Entre os trinta mil trabalhadores mortos, havia milhares de mulheres. Dos duzentos e setenta condenados à morte, oito eram mulheres – as famosas "incendiárias", cujos crimes foram bater-se nas barricadas e cuidar dos feridos. Entre elas, Josephine Marchais e Leontine Suétens.
Nos heróicos e trágicos fatos da Comuna, eleva-se Louise Michel. Fundadora da União de Mulheres para a defesa de Paris, comanda um batalhão feminino, que enfrenta a reação nas barricadas de Paris.
Escapa à morte, é presa e comparece perante o Conselho de Guerra em 16-12-1871.Seu julgamento é exemplo de firmeza e convicção revolucionária. Recusa os advogados designados ex-ofício e apresenta pessoalmente sua defesa, que na verdade, é a defesa da causa dos comunardos.
"Não quero me defender. Pertenço toda à Revolução Social. Declaro aceitar a responsabilidade por meus atos (…). O que exijo de vós (…) é o campo de Satory, onde já caíram meus irmãos. E preciso separar-me da sociedade, disseram-vos que o fizésseis, pois bem! O Comissário da República tem razão. Uma vez que, ao que parece, todo coração que bate por liberdade só tem direito a um pouco de chumbo, exijo minha parte! Se me deixardes viver, não cessarei de clamar vingança e denunciarei, à vingança de meus irmãos, os assassinos da Comissão das Graças".
Reivindica morrer no campo de Satory. O palco do mais odioso tratamento recebido pelos combatentes de Paris. Ali, na noite de 27 para 28 de maio, milhares foram massacrados pelas tropas de Versalhes.
Louise não foi condenada à morte, foi deportada para a Nova Caledônia. A anistia votada a 11-07-1880 a beneficia. Voltou para a França, onde reassumiu, imediatamente, seu posto de combate, em defesa dos oprimidos. Participou e dirigiu várias manifestações dos operários e desempregados. Presa várias vezes, foi condenada, em 1883, a seis anos de prisão. Libertada, morre em 1905. Recebeu inúmeras manifestações de reconhecimento dos trabalhadores de Paris e de toda a França. Foi enterrada com o estandarte da Comuna.

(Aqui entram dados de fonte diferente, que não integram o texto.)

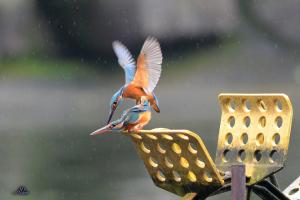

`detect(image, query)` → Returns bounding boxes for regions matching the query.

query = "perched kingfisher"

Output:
[107,37,162,124]
[90,96,151,135]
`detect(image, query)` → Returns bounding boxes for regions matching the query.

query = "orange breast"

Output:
[139,111,151,124]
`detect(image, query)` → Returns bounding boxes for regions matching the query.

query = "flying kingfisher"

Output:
[90,96,151,135]
[107,37,163,124]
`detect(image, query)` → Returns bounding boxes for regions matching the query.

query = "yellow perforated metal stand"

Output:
[124,129,224,196]
[283,176,300,200]
[216,94,293,185]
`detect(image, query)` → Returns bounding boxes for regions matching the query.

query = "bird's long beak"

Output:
[106,109,115,124]
[90,125,111,135]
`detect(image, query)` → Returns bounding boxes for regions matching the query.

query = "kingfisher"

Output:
[107,37,163,124]
[90,96,151,135]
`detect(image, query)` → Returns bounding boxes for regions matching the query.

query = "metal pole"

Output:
[231,165,247,200]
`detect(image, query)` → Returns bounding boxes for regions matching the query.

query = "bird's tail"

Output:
[151,103,160,113]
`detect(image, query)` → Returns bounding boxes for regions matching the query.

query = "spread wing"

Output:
[112,41,136,84]
[133,37,162,94]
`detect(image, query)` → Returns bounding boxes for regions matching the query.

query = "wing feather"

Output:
[133,37,163,94]
[112,41,136,84]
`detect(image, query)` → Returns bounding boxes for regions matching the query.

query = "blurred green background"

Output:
[0,0,300,200]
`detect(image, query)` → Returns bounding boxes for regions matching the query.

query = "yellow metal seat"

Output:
[216,94,293,185]
[125,129,224,197]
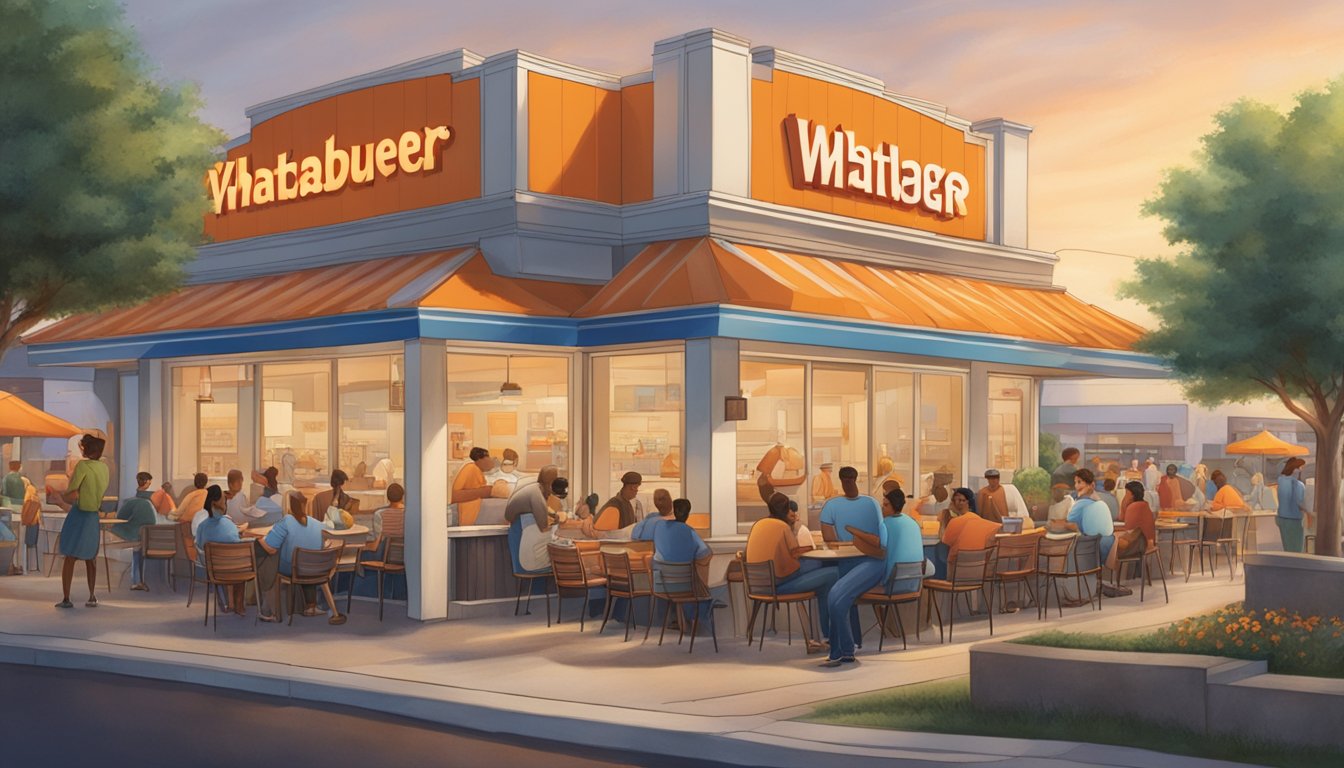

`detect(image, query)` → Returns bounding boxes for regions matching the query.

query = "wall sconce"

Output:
[723,394,747,421]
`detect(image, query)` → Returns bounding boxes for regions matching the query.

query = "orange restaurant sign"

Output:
[784,114,970,218]
[207,125,453,214]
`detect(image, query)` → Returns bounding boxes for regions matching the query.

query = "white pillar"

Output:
[683,338,741,537]
[406,339,448,621]
[970,117,1031,247]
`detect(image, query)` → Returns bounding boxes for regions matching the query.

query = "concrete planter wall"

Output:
[970,640,1344,749]
[1246,551,1344,616]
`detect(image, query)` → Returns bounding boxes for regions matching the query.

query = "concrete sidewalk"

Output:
[0,574,1242,767]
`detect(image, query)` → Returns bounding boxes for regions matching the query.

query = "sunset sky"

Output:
[125,0,1344,319]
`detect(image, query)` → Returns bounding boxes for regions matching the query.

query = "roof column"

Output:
[653,30,751,198]
[970,117,1031,247]
[683,336,742,537]
[406,339,449,621]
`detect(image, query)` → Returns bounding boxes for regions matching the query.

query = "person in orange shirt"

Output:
[452,445,495,526]
[746,492,840,654]
[1208,469,1246,516]
[942,488,1003,577]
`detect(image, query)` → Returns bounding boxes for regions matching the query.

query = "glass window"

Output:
[169,366,253,492]
[919,374,966,486]
[989,377,1031,472]
[872,370,919,495]
[261,360,332,486]
[594,352,682,512]
[336,355,406,510]
[448,352,564,525]
[737,360,809,533]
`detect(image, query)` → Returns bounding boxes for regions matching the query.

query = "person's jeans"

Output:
[1274,516,1305,551]
[130,549,145,584]
[774,560,840,636]
[827,557,887,659]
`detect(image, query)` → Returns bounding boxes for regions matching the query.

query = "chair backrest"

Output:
[1074,534,1101,570]
[948,547,993,586]
[602,551,634,592]
[995,534,1040,573]
[653,562,710,600]
[742,560,777,597]
[290,545,344,581]
[887,560,929,594]
[546,543,587,588]
[140,523,179,557]
[206,541,257,580]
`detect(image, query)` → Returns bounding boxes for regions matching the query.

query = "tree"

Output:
[0,0,224,356]
[1121,78,1344,555]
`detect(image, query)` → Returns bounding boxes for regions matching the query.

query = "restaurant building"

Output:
[27,30,1164,620]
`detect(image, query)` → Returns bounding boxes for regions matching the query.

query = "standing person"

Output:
[196,486,247,616]
[110,472,159,592]
[1050,448,1082,488]
[56,434,109,608]
[3,461,23,507]
[746,492,837,654]
[1274,457,1306,551]
[452,445,495,526]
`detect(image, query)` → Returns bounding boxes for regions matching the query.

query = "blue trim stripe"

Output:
[28,305,1169,378]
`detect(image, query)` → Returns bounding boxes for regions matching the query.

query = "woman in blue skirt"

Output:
[56,434,108,608]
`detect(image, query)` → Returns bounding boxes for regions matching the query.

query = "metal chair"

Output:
[360,537,406,621]
[599,551,650,643]
[140,523,179,592]
[739,553,817,651]
[859,560,926,654]
[546,543,606,632]
[277,542,345,625]
[206,542,257,632]
[508,516,551,627]
[989,533,1042,611]
[923,547,995,643]
[647,562,719,654]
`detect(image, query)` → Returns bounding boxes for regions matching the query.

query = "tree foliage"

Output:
[1121,78,1344,551]
[0,0,223,355]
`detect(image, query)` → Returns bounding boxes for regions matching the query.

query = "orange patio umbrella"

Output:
[0,391,83,437]
[1226,430,1310,456]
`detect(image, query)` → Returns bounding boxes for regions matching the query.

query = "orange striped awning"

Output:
[24,247,597,344]
[575,238,1144,350]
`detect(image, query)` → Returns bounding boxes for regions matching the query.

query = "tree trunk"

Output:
[1314,422,1344,557]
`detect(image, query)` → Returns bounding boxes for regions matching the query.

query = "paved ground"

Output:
[0,559,1243,765]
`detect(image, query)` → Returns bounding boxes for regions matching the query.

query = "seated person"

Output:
[257,494,345,624]
[630,488,676,541]
[940,488,1005,578]
[653,499,728,619]
[169,472,210,523]
[364,483,406,557]
[110,472,159,592]
[308,469,359,530]
[504,464,570,570]
[195,486,247,616]
[747,492,839,654]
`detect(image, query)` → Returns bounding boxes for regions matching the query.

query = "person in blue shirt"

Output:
[257,494,345,624]
[112,472,159,592]
[653,499,728,619]
[193,483,247,616]
[630,488,675,543]
[1274,457,1306,551]
[821,467,882,647]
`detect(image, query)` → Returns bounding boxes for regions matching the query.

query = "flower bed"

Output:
[1012,603,1344,678]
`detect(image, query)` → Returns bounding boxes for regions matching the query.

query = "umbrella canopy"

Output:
[1227,430,1310,456]
[0,391,83,437]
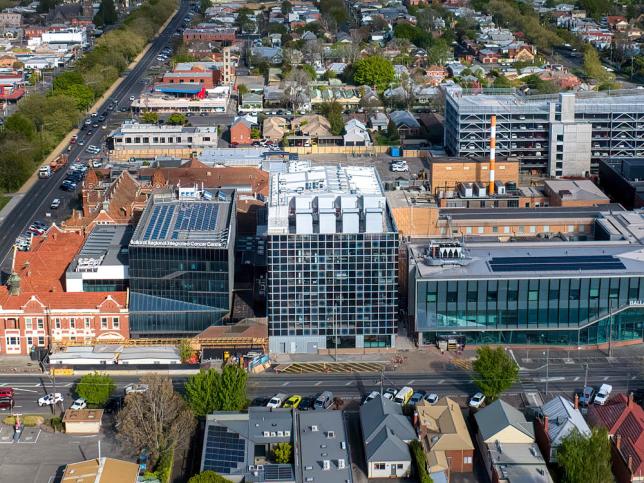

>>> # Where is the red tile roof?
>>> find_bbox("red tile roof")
[588,394,644,475]
[13,226,84,292]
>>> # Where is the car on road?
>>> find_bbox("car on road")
[313,391,333,410]
[408,391,425,408]
[282,394,302,408]
[266,393,288,409]
[579,386,595,406]
[38,392,63,407]
[69,397,87,409]
[125,383,148,395]
[468,392,485,409]
[0,397,15,411]
[423,393,438,406]
[382,387,398,401]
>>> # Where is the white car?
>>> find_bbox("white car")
[125,384,148,395]
[38,392,63,407]
[469,392,485,408]
[69,397,87,409]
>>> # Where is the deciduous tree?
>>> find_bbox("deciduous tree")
[117,374,195,462]
[473,346,519,400]
[74,372,116,406]
[557,427,615,483]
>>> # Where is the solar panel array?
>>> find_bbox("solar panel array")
[489,255,626,275]
[204,426,246,475]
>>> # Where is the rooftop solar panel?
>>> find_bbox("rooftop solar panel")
[489,255,626,272]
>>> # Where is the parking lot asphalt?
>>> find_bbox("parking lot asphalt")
[0,425,134,483]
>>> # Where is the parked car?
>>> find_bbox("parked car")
[579,386,595,406]
[423,393,438,406]
[266,393,288,409]
[595,384,613,406]
[282,394,302,408]
[382,387,398,401]
[69,397,87,409]
[313,391,333,409]
[408,391,425,408]
[38,392,63,407]
[125,384,148,395]
[469,392,485,409]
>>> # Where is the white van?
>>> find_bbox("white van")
[595,384,613,406]
[394,386,414,406]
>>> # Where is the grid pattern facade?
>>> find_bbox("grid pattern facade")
[416,277,644,345]
[444,93,644,176]
[268,233,398,348]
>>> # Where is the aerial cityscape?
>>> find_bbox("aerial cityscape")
[0,0,644,483]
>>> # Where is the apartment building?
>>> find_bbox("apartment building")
[267,163,398,353]
[444,89,644,176]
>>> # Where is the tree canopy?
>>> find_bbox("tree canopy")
[353,55,394,90]
[188,470,231,483]
[185,365,248,416]
[74,372,116,406]
[473,346,519,400]
[557,427,615,483]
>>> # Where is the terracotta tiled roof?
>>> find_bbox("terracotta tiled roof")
[588,394,644,475]
[13,226,84,292]
[0,286,127,310]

Louise Michel, apesar de pensar a questão da mulher ainda de forma unilateral, vendo-a apenas como decorrência direta e mecânica do fim da opressão de classe, sem enxergar sua dimensão específica, é um símbolo da participação da mulher nas lutas sociais em defesa do progresso e do Socialismo. Não foi apenas uma lutadora de ações práticas. Professora formada, escreveu várias obras onde revelou seu pensamento revolucionário, entre elas Memórias e a Comuna, em 1898.
A Comuna de Paris reafirma a força revolucionária da mulher, já desenhada na revolução de 1789. As mulheres de Paris contribuíram com grande parte da força que pôs em movimento a máquina da revolução proletária, indicando que elas não mais sairiam da cena da luta dos povos pelo progresso social, pela liberdade.
Lilian Martins é presidente da União Popular de Mulheres do Estado de São Paulo.